Decidi me dar um presente inusitado: um dia sem fones de ouvido. Só eu, os sons da cidade e aquela pressa costumeira que acompanha as manhãs de ônibus lotado. Não se engane, o metrô não foi mais gentil comigo. Entre empurrões, olhares cansados e passos apressados, fiz um esforço quase heroico: olhei nos olhos de cada pessoa que cruzou meu caminho.
E que viagem intensa foi essa…. Cada rosto carregava um universo. Tentei decifrar suas histórias, imaginar seus dramas, seus amores, suas perdas.
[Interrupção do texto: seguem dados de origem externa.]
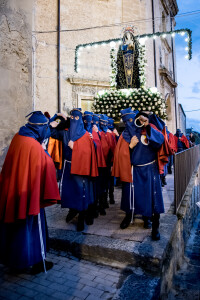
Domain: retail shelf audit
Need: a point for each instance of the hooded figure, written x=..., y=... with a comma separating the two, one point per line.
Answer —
x=79, y=167
x=144, y=141
x=181, y=141
x=87, y=119
x=27, y=185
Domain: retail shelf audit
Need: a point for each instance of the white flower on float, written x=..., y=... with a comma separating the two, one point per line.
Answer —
x=153, y=89
x=100, y=93
x=112, y=44
x=142, y=41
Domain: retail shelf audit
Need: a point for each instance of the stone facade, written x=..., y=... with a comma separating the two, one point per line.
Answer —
x=29, y=62
x=94, y=63
x=182, y=119
x=15, y=68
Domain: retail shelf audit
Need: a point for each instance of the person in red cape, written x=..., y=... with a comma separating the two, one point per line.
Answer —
x=79, y=166
x=27, y=185
x=138, y=147
x=181, y=141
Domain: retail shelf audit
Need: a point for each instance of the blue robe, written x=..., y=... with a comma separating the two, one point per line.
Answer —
x=76, y=191
x=20, y=242
x=147, y=187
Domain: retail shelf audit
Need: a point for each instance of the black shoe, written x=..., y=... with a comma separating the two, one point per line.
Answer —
x=147, y=222
x=126, y=221
x=80, y=223
x=39, y=267
x=112, y=201
x=155, y=235
x=89, y=220
x=105, y=201
x=71, y=214
x=102, y=211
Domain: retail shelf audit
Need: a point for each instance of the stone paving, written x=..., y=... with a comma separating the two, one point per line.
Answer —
x=108, y=226
x=73, y=278
x=69, y=279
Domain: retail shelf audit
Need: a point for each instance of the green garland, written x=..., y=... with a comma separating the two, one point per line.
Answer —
x=113, y=74
x=157, y=34
x=110, y=102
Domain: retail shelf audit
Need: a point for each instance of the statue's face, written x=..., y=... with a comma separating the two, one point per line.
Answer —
x=128, y=38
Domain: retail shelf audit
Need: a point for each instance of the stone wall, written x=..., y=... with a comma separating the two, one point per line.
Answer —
x=15, y=68
x=94, y=63
x=186, y=216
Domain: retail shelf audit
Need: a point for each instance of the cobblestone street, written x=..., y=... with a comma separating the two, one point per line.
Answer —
x=186, y=283
x=69, y=278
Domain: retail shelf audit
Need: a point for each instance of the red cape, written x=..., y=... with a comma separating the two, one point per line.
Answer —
x=172, y=143
x=108, y=144
x=84, y=157
x=55, y=151
x=99, y=151
x=122, y=163
x=164, y=151
x=27, y=181
x=183, y=140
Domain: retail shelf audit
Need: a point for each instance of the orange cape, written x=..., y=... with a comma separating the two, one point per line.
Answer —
x=84, y=157
x=122, y=163
x=27, y=181
x=99, y=151
x=55, y=151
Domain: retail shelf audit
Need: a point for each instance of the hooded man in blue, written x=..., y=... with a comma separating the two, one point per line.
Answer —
x=144, y=141
x=31, y=175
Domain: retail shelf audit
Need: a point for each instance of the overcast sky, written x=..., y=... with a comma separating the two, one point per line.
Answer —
x=188, y=71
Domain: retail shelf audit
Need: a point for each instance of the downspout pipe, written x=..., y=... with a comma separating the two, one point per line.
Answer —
x=174, y=77
x=154, y=42
x=58, y=60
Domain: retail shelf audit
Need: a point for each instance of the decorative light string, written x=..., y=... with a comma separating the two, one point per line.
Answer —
x=142, y=39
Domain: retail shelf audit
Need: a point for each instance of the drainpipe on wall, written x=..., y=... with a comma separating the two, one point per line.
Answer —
x=58, y=59
x=174, y=77
x=154, y=42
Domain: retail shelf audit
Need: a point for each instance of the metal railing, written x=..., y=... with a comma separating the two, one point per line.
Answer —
x=185, y=163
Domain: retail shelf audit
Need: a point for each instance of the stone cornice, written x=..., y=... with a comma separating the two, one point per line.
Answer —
x=88, y=82
x=167, y=77
x=165, y=42
x=170, y=6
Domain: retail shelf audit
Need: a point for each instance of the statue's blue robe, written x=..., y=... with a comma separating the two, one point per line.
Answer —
x=76, y=190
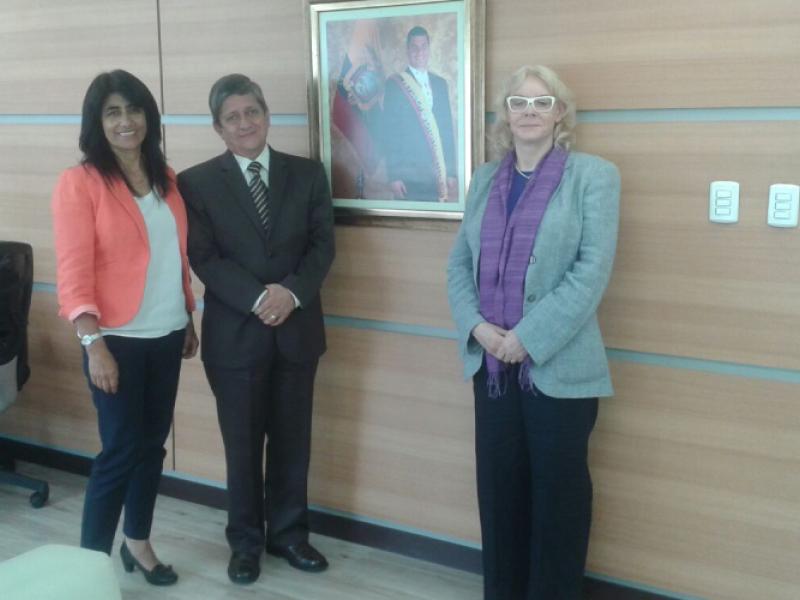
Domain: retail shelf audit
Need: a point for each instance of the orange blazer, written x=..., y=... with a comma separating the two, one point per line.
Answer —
x=102, y=251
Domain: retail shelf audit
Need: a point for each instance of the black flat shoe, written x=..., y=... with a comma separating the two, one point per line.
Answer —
x=301, y=555
x=243, y=568
x=158, y=575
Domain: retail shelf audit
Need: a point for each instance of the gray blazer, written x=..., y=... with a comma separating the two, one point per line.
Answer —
x=567, y=274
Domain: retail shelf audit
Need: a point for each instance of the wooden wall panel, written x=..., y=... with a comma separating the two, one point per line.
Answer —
x=51, y=50
x=651, y=54
x=33, y=158
x=391, y=274
x=389, y=448
x=696, y=482
x=55, y=407
x=198, y=443
x=381, y=447
x=688, y=287
x=205, y=39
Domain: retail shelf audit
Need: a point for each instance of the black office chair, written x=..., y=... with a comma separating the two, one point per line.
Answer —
x=16, y=283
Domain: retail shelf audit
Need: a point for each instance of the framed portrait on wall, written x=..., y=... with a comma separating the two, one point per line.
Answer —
x=396, y=103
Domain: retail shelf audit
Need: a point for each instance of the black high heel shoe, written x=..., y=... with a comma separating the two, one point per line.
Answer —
x=158, y=575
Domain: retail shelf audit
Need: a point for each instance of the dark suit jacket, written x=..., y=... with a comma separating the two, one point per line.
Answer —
x=408, y=155
x=233, y=256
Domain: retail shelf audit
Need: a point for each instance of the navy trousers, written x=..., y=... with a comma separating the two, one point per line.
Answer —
x=269, y=403
x=134, y=424
x=534, y=491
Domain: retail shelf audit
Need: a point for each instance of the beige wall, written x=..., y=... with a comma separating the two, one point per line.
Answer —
x=695, y=460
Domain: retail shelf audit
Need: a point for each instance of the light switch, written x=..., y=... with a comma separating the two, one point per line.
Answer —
x=783, y=204
x=723, y=202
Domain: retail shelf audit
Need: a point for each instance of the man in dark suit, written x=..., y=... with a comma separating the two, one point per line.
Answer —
x=261, y=240
x=418, y=128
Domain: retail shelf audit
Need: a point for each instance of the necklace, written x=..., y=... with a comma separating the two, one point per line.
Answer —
x=521, y=172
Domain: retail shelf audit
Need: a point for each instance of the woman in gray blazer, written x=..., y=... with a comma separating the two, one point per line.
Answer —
x=528, y=269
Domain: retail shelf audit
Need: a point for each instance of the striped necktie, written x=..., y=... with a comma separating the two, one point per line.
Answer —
x=259, y=192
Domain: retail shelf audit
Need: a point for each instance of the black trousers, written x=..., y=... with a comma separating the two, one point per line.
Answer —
x=534, y=491
x=133, y=424
x=271, y=402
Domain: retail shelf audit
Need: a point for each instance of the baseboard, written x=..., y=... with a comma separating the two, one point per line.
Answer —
x=449, y=554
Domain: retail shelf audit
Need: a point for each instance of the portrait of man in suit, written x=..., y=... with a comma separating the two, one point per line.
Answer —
x=261, y=240
x=418, y=138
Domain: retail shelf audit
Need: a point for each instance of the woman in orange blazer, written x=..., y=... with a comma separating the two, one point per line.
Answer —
x=123, y=281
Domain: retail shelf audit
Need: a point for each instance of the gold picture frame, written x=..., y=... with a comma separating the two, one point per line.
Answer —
x=396, y=103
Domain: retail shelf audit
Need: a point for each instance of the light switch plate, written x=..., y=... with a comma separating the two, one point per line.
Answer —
x=723, y=202
x=783, y=205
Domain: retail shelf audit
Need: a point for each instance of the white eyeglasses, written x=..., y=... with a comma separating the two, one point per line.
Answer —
x=539, y=103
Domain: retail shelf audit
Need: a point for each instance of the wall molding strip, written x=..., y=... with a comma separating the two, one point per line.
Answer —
x=633, y=115
x=668, y=361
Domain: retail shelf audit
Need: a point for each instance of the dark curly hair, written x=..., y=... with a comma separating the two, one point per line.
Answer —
x=93, y=142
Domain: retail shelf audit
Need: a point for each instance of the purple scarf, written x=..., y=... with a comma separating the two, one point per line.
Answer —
x=506, y=248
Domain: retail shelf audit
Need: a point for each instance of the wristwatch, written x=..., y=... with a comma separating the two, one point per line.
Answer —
x=89, y=338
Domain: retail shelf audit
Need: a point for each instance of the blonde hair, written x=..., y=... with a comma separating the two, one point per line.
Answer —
x=500, y=139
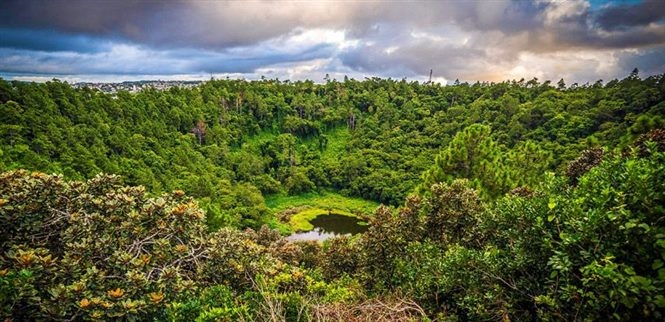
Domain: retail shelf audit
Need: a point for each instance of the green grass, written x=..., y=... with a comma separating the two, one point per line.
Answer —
x=302, y=220
x=312, y=205
x=325, y=200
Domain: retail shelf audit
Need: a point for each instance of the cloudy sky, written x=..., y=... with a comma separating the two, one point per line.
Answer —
x=491, y=40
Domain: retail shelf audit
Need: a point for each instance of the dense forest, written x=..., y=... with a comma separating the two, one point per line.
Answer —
x=518, y=200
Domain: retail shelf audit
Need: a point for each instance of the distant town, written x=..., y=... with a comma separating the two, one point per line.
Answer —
x=136, y=86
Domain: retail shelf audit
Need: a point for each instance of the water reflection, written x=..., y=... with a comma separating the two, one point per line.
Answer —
x=327, y=226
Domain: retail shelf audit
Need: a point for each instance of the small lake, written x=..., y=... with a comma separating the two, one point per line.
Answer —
x=327, y=226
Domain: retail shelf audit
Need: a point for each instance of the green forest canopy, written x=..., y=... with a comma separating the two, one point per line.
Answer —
x=580, y=235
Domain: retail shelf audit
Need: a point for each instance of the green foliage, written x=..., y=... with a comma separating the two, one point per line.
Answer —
x=584, y=246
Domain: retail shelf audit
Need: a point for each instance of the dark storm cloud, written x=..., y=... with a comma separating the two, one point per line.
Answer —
x=649, y=60
x=458, y=39
x=631, y=15
x=49, y=40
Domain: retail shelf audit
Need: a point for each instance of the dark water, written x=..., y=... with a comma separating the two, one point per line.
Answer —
x=327, y=226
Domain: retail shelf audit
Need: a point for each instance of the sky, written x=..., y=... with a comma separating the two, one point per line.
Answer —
x=579, y=41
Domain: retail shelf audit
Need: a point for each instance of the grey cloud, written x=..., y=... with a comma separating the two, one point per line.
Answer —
x=631, y=15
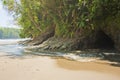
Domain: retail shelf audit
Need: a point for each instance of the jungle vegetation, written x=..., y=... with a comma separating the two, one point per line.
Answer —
x=67, y=17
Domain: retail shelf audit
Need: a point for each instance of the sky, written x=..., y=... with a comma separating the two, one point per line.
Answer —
x=6, y=20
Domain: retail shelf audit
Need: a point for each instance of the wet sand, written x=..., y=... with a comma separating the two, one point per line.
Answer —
x=47, y=68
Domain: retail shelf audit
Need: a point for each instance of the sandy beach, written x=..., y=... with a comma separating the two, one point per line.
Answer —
x=49, y=68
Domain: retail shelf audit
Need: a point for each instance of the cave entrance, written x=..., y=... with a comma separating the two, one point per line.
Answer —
x=103, y=41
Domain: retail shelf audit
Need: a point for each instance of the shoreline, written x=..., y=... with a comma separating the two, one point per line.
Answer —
x=50, y=68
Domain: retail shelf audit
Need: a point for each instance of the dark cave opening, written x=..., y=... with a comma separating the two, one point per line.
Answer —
x=103, y=41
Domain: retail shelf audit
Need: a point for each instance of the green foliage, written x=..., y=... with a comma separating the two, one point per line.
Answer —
x=9, y=33
x=68, y=16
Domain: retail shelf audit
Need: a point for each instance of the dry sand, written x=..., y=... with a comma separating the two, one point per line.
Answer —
x=46, y=68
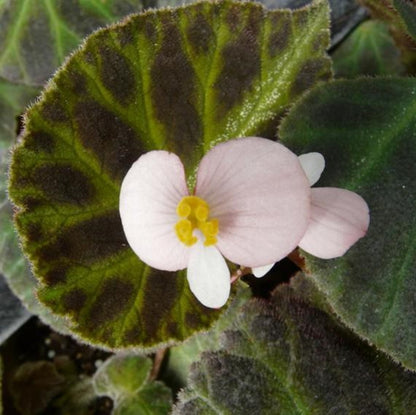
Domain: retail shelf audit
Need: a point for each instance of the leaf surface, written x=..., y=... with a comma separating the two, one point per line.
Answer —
x=366, y=130
x=36, y=35
x=288, y=356
x=369, y=50
x=13, y=100
x=400, y=15
x=125, y=379
x=180, y=80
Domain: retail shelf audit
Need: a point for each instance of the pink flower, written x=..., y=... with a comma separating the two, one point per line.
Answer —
x=251, y=204
x=338, y=217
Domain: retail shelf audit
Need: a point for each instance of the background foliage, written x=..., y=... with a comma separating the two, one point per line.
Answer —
x=322, y=342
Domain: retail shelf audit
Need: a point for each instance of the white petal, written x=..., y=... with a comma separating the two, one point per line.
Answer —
x=208, y=275
x=149, y=194
x=313, y=165
x=261, y=271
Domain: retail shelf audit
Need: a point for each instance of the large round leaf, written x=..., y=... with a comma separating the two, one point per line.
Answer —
x=366, y=129
x=181, y=80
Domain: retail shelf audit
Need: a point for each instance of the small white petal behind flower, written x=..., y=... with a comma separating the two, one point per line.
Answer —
x=313, y=165
x=208, y=275
x=261, y=271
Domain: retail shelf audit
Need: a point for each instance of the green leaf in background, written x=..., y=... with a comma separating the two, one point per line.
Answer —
x=366, y=129
x=36, y=35
x=401, y=17
x=34, y=385
x=1, y=386
x=183, y=355
x=287, y=356
x=13, y=100
x=126, y=380
x=407, y=11
x=182, y=80
x=369, y=50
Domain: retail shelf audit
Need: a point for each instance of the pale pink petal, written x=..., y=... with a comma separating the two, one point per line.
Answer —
x=257, y=190
x=313, y=165
x=261, y=271
x=338, y=219
x=208, y=275
x=150, y=192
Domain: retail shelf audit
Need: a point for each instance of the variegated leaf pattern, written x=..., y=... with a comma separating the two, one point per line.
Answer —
x=176, y=79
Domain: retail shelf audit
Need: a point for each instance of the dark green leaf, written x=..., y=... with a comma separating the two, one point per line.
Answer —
x=183, y=355
x=125, y=378
x=34, y=385
x=36, y=35
x=287, y=356
x=369, y=50
x=366, y=129
x=181, y=80
x=13, y=101
x=401, y=17
x=407, y=11
x=345, y=14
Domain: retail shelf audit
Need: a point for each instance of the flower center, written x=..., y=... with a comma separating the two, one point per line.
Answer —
x=194, y=212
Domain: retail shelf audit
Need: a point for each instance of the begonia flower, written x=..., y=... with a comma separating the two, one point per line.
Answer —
x=251, y=205
x=338, y=217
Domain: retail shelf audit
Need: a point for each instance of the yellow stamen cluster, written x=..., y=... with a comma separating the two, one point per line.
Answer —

Uma senhora com sacolas pesadas talvez voltasse para uma casa vazia; o jovem com os fones (ironia do destino) parecia fugir de algum silêncio. Minha imaginação foi longe, porque cada vida que cruza a nossa é, no fundo, uma narrativa em andamento.
À noite, já de volta ao meu refúgio, deitei-me na rede da varanda. O vento suave, o miado preguiçoso do gato, o latido impaciente dos cães… tudo conspirava para que aquelas histórias inventadas se criassem no papel. Ali, no balanço leve da rede, cada olhar do dia encontrava um sentido.
Percebi, então, que escrever é também isso: abrir os olhos para o mundo. Ver pessoas como capítulos ambulantes, captar o canto dos pássaros no meio da selva de pedra, encontrar Deus nos detalhes mínimos e até beleza nas coisas estranhas e, às vezes, sombrias.
Meu momento perfeito de escrita não vem do silêncio absoluto, mas desse estado de coração aberto. Quando a pressa cede espaço à observação. Quando cada rosto, mesmo anônimo, deixa de ser só um rosto e passa a ser história.